NPR reports on the opening of the closed art galleries of Iran, filled with works accumulated under the Shah but kept behind lock and key since the Islamic Revolution, to the public. As an art lover, I'm glad.
The Tehran Museum of Contemporary Art has a new exhibition and the lineup of artists is stunning: Jackson Pollock, Mark Rothko, Roy Lichtenstein and Robert Rauschenberg, just to name a few.
The art, now worth billions, was bought in the 1970s under Shah Reza Pahlavi, whose coffers were overflowing with oil revenue at the time. The shah sought to modernize and Westernize the country in general, and put his wife, Empress Farah Pahlavi, in charge of acquiring the art.
The result was considered by some to be the greatest collection of contemporary Western masterpieces outside of Europe and North America. The trove includes works by Claude Monet, Paul Gauguin, Vincent Van Gogh and roughly 30 by Pablo Picasso.
"The latest things that were available in Western galleries, they were bought for the collection here. All the big names from the beginning of the 20th century until the '70s, you know, we have them," Faryar Javaherian, one of the curators of the exhibition, tells Morning Edition host Steve Inskeep.

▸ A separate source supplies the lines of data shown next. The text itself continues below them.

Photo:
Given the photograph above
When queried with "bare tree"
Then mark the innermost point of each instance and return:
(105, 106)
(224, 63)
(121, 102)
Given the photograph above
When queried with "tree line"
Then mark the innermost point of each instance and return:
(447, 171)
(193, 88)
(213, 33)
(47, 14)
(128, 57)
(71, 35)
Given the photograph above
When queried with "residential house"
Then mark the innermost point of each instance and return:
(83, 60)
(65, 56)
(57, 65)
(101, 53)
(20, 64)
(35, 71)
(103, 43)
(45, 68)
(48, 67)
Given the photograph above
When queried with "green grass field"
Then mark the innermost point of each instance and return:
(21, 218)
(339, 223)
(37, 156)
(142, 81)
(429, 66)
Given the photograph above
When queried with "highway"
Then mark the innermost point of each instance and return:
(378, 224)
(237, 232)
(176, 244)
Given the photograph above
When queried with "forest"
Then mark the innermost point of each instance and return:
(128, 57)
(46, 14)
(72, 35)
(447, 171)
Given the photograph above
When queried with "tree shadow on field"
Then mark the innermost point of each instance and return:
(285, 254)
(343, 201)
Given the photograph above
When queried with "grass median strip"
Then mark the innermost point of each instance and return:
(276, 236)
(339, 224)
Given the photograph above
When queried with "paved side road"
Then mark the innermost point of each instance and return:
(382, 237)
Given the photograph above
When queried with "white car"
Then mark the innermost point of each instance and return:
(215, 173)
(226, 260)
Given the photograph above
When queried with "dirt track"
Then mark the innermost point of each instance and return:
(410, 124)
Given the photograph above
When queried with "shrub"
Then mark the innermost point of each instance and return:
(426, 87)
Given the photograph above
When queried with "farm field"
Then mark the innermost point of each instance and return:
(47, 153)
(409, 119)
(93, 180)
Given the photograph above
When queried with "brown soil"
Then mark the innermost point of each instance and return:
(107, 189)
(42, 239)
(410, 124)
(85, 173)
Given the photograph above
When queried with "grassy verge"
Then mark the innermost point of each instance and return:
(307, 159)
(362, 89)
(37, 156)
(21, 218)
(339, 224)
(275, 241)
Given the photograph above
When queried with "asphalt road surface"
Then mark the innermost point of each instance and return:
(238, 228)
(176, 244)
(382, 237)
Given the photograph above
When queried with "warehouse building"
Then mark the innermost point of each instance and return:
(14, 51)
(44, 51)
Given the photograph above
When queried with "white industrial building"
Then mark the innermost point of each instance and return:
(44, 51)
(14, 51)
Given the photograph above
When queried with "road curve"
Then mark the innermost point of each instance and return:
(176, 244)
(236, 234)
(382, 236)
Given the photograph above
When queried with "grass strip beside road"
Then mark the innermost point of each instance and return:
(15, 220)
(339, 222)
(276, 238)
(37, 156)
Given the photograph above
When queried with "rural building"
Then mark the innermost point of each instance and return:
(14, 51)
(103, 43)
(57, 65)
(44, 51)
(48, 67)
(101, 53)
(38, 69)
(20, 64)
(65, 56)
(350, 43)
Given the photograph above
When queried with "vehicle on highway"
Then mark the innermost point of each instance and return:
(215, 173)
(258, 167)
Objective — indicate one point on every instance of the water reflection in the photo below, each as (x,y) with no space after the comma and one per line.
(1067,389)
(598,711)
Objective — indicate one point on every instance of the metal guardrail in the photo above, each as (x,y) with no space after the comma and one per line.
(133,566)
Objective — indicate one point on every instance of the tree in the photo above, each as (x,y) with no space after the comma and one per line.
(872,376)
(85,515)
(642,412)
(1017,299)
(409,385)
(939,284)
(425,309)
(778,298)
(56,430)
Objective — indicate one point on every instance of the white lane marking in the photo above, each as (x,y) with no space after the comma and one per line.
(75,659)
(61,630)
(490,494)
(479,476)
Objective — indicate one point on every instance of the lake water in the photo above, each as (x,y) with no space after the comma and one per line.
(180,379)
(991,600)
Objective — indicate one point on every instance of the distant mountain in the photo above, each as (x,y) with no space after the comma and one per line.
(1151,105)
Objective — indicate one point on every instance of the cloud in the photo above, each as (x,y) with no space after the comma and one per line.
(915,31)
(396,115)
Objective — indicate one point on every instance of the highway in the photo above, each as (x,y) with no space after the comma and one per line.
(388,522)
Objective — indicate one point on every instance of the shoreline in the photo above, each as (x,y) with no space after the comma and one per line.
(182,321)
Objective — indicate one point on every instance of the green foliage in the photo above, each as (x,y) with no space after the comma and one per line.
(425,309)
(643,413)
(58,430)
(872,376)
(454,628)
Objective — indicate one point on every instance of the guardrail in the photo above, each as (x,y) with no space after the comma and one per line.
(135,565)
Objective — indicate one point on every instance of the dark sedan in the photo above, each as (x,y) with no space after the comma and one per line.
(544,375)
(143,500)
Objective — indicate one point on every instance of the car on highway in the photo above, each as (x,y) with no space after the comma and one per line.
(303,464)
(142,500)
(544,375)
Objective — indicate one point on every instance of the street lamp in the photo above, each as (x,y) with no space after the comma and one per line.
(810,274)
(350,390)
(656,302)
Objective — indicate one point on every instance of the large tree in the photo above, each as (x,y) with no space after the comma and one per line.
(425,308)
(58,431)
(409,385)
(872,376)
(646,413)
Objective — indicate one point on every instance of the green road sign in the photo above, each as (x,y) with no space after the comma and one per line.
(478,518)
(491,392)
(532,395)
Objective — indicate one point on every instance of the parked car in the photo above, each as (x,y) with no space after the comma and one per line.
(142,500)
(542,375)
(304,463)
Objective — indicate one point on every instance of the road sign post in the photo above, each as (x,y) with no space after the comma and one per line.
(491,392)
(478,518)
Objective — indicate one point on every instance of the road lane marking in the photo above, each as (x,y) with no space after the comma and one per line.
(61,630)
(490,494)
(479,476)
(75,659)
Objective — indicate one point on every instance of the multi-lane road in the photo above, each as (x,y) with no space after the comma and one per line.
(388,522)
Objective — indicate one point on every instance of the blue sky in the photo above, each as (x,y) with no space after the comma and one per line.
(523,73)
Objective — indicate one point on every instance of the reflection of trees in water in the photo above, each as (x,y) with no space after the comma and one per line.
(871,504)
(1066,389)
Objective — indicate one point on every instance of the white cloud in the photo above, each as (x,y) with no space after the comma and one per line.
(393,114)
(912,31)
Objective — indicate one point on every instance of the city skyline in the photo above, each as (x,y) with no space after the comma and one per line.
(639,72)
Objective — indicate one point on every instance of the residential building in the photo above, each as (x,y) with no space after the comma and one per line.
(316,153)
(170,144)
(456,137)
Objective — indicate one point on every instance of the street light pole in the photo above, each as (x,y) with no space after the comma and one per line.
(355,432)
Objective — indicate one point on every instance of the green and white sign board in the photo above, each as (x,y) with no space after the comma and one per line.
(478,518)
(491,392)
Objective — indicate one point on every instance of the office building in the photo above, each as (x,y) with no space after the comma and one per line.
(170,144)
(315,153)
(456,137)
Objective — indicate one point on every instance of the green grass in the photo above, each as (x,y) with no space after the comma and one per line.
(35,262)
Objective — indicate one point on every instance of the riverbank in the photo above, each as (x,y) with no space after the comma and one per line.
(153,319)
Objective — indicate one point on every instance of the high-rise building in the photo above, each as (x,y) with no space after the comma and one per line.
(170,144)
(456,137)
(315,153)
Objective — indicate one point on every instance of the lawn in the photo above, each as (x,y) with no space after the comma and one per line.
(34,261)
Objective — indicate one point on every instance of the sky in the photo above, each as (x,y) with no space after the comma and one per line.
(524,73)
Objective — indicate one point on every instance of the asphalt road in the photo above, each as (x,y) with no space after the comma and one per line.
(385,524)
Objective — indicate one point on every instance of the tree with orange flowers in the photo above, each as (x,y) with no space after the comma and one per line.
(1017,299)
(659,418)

When the shah was ousted in the 1979 Islamic Revolution, everything Western instantly became toxic. The Western art was placed in a vault at the museum. For years, the museum was closed, then was used to display revolutionary propaganda. The museum has kept its Western collection hidden away, though in recent years, it has been displaying a few Western pieces for several weeks at a time.